Re: Consensus call to include Display Strings in draft-ietf-httpbis-sfbis from Julian Reschke on 2023-05-28 (ietf-http-wg@w3.org from April to June 2023)

From: Julian Reschke <julian.reschke@gmx.de>
Date: Sun, 28 May 2023 13:32:33 +0200
To: Martin J. Dürst <duerst@it.aoyama.ac.jp>, Willy Tarreau <w@1wt.eu>
Cc: ietf-http-wg@w3.org
Message-ID: <329d848c-8116-f601-e041-44918ce2348d@gmx.de>

On 28.05.2023 09:28, Martin J. Dürst wrote:
> Hello Willy, Julian, others,
>
> There was a time (way back) when only the basic multilingual plane (i.e.
> a 16-bit space) had characters assigned. That turned out to not be
> enough, but it had the desirable side effect of keeping things compact.
> In UTF-8, that space can be covered by 3 bytes max per character, and it
> may have been that there were some implementations limited to 3 bytes
> max because they thought there wouldn't be any characters in the rest of
> the codespace.
>
> UTF-8 itself was defined to use up to 6 bytes per character, because it
> was covering the full 32-bit space of the early ISO-10646 drafts. There
> were definitely implementations that covered all that space.
>
> After some years, it became clear that a 16-bit space was not enough,
> but a 32-bit space was way too much.
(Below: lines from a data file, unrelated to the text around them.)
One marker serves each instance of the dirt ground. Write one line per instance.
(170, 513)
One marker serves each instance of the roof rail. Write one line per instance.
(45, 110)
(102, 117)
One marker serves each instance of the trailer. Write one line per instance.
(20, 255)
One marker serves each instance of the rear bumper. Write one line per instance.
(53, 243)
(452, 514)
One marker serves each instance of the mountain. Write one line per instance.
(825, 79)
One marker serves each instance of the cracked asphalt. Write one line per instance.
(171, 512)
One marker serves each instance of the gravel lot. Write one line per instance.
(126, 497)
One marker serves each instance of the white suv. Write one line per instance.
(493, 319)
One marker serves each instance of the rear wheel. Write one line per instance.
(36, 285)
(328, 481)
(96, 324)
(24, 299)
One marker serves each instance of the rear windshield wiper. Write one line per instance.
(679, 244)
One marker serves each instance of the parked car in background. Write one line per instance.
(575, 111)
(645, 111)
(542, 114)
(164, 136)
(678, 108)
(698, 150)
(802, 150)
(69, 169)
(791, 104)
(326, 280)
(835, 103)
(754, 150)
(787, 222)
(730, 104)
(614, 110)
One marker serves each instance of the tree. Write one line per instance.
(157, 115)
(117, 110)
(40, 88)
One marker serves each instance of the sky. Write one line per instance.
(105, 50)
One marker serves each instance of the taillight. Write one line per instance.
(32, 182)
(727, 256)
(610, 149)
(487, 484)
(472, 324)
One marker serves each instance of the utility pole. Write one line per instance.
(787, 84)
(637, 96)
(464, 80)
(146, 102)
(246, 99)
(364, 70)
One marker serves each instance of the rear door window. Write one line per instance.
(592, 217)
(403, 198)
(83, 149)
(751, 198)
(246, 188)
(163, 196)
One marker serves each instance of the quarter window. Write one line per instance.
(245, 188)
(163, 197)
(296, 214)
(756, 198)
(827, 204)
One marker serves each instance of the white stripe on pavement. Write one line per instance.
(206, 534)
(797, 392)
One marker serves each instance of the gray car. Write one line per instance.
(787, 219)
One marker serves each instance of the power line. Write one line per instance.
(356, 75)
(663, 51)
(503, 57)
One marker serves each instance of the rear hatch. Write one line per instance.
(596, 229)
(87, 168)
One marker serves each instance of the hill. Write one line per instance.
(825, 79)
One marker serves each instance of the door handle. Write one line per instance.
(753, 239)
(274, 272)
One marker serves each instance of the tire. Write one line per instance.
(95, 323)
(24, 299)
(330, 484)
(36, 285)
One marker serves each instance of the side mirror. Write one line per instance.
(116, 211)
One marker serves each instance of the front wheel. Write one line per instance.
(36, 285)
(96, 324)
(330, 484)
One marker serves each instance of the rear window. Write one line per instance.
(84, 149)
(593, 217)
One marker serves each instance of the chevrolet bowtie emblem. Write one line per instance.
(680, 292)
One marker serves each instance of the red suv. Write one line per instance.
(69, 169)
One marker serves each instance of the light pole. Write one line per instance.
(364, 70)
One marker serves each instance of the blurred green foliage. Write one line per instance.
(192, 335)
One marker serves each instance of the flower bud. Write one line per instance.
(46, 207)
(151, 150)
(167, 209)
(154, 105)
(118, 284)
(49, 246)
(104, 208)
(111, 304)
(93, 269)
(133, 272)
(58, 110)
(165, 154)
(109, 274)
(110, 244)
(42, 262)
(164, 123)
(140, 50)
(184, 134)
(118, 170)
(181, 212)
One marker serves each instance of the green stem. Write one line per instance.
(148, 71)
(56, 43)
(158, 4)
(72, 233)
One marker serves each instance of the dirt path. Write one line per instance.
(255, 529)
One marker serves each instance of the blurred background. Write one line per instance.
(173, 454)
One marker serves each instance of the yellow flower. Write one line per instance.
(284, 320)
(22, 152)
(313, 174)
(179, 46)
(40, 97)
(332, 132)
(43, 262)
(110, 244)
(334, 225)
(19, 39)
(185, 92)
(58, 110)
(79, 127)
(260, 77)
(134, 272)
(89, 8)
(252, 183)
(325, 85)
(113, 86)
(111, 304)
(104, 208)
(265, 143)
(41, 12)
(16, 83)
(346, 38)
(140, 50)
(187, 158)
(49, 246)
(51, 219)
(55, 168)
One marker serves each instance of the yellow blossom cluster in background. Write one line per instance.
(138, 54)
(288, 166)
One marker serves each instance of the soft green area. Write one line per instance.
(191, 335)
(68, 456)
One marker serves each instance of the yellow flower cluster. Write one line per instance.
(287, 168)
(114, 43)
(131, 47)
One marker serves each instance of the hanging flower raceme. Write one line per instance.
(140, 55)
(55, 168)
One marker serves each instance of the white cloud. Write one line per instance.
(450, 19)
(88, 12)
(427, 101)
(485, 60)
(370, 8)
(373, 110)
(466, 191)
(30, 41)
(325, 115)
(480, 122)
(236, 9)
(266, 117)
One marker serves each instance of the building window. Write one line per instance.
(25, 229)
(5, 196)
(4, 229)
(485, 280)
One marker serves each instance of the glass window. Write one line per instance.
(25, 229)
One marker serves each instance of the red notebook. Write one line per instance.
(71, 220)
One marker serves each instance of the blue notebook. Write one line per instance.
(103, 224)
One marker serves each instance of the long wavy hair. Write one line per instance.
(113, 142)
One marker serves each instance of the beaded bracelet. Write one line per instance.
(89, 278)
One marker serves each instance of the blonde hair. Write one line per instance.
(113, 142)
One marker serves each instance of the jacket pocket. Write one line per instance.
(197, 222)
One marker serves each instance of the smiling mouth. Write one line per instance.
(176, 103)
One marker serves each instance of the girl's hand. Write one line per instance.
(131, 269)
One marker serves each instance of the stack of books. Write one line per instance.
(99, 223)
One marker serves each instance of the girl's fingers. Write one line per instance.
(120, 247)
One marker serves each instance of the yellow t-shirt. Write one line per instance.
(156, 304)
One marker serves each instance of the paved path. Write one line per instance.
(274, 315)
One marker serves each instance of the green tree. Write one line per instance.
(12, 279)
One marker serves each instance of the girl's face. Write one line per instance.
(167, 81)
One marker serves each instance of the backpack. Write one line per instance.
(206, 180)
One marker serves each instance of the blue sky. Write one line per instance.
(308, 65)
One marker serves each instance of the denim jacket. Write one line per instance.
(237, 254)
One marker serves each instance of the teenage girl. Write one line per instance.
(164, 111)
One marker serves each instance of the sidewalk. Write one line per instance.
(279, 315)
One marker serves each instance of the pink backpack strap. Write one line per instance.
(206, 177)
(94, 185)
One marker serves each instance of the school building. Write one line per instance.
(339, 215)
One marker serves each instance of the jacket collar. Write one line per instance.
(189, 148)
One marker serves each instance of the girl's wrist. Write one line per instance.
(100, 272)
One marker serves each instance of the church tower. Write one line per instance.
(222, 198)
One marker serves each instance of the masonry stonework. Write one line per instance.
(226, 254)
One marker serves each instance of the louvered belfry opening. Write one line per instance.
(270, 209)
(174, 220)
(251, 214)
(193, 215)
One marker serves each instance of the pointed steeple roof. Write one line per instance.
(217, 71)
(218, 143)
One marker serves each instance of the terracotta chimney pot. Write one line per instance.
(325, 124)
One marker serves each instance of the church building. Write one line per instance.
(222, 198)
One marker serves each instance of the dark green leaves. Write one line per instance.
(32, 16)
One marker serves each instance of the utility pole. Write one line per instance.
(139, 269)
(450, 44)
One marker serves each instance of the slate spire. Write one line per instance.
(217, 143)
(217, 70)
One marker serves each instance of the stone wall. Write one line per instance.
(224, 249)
ISO and Unicode agreed on 17 planes
> of 16 bits, leading to an overall code space from U+0000 to U+10FFFF. As
> a result, the definition of UTF-8 was restricted to 4 bytes max per
> character (see RFC 3629, e.g.
> https://datatracker.ietf.org/doc/html/rfc3629#section-4, or your
> favorite Unicode version, or ISO 10646).

Martin,

thanks for the wonderful explanation!

Best regards, Julian

Received on Sunday, 28 May 2023 11:33:08 UTC